I’m pleased to announce that today we are bringing Cubiquity for Unity3D even closer to reality, as an early version of the code is now available on BitBucket. This means you are able to download and play with the system immediately, as well as follow progress and get access to new features as soon as they are implemented. You can use the system with both the Free and Pro versions of Unity3D.
To start playing with it you should clone the BitBucket repository or download the snapshot as a ZIP file:
The repository contains all the C# and shader code required to work with Cubiquity, and it also contains a copy of the Cubiquity native code DLL. However, it does not contain the the source code used to build the DLL as we are not making this publicly available. You can use the provided DLL for free for both commercial and non-commercial purposes, but the size of the volume is restricted to 256x256x256 voxels. In the future it will be possible to buy a license to raise this limit.
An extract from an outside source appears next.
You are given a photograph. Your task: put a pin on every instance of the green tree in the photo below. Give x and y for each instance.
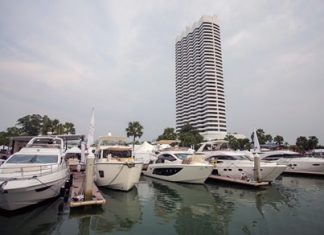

We’ve created a video which gives an overview of the system and shows how to perform basic tasks such as creating a volume, modifying it in the Unity editor, and interacting with it at runtime. The documentation is rather thin at the moment so the video is worth a watch:
Feel free to play around with it, though be aware that APIs and file formats are still subject to change as the project evolves.
The system is a little rough round the edges and needs some polish to bring it to a production ready state. However, before we get to this we intend to spend some time exposing the smooth terrain capability of Cubiquity as we have not yet tested this within Unity3D. We want to ensure that both terrain types (cubic and smooth) work with any patterns and paradigms we introduce.
Roughly speaking we would like to get the smooth terrain working by the end of September (we have an ulterior motive here which I’ll talk about in a later post), and then we’ll get to work on bringing it to a production ready state. We’re developing it in public so that users can test the system at any time, and can consider buying a license when ever they feel it has the features and capabilities they need.